La clave está en hacerlo poco a poco, en forma de “escalera” o jerarquía: empezar por el peldaño más sencillo y subir hasta el más difícil. Si alguien tiene miedo a los ascensores, por ejemplo, podría comenzar subiendo un solo piso acompañado, luego varios pisos, después un piso solo… hasta llegar a hacerlo sin pensarlo.
Sesiones largas, mejores resultados
Los expertos recomiendan permanecer en la situación temida hasta que la ansiedad disminuya, y que las sesiones sean largas, de una a tres horas. También aconsejan terminar con un reto un poco más difícil que el comportamiento “normal”: coger una cucaracha, pasar un rato encerrado en un espacio pequeño… de forma controlada, claro.
En casos donde el miedo está ligado a sensaciones físicas —como mareos o palpitaciones—, la exposición puede combinarse con relajación o ejercicios que reproduzcan esas sensaciones para perderles el miedo.
Cambiar la forma de pensar
No todo es enfrentarse. También hay que cuestionar las ideas irracionales que alimentan la fobia. Muchas veces exageramos las probabilidades de que ocurra lo que tememos o creemos que sería insoportable. Preguntarse “¿qué probabilidades reales hay?” o “¿cómo podría afrontarlo si pasara?” ayuda a rebajar la tensión.
Algunos optan por experimentos prácticos: quien teme asfixiarse en un ascensor puede comprobar que, incluso con la puerta cerrada, el aire circula.
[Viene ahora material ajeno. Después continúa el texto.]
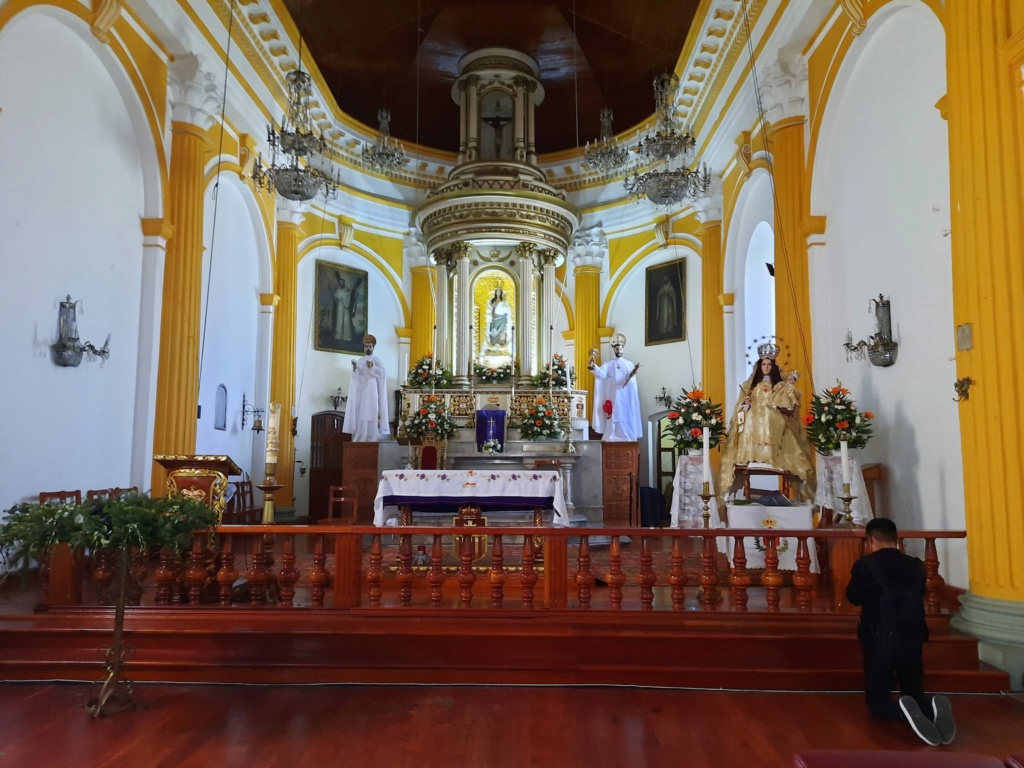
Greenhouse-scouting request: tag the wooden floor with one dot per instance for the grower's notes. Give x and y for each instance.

Esa evidencia directa es difícil de refutar para la mente ansiosa.
Herramientas extra
Existen técnicas complementarias que facilitan el proceso:
- Relajación y respiración lenta para calmar el cuerpo.
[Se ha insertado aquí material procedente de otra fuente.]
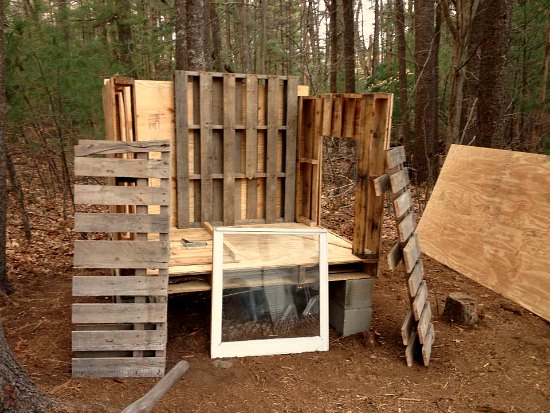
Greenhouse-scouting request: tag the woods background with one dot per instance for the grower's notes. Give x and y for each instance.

- Tensión muscular aplicada para evitar desmayos en fobia a la sangre.
- Distracción y autoinstrucciones para romper el círculo del miedo.
Buenas noticias
Las investigaciones son claras: muchas fobias específicas pueden mejorar notablemente, e incluso desaparecer, en muy pocas sesiones. La clave está en dar el primer paso, afrontar lo que aterra y mantenerse en la situación hasta que la mente aprenda que no hay peligro.
Porque, al final, el miedo es como un vecino molesto: cuanto más lo evitas, más llama a tu puerta. Pero si lo enfrentas, deja de tener poder sobre ti.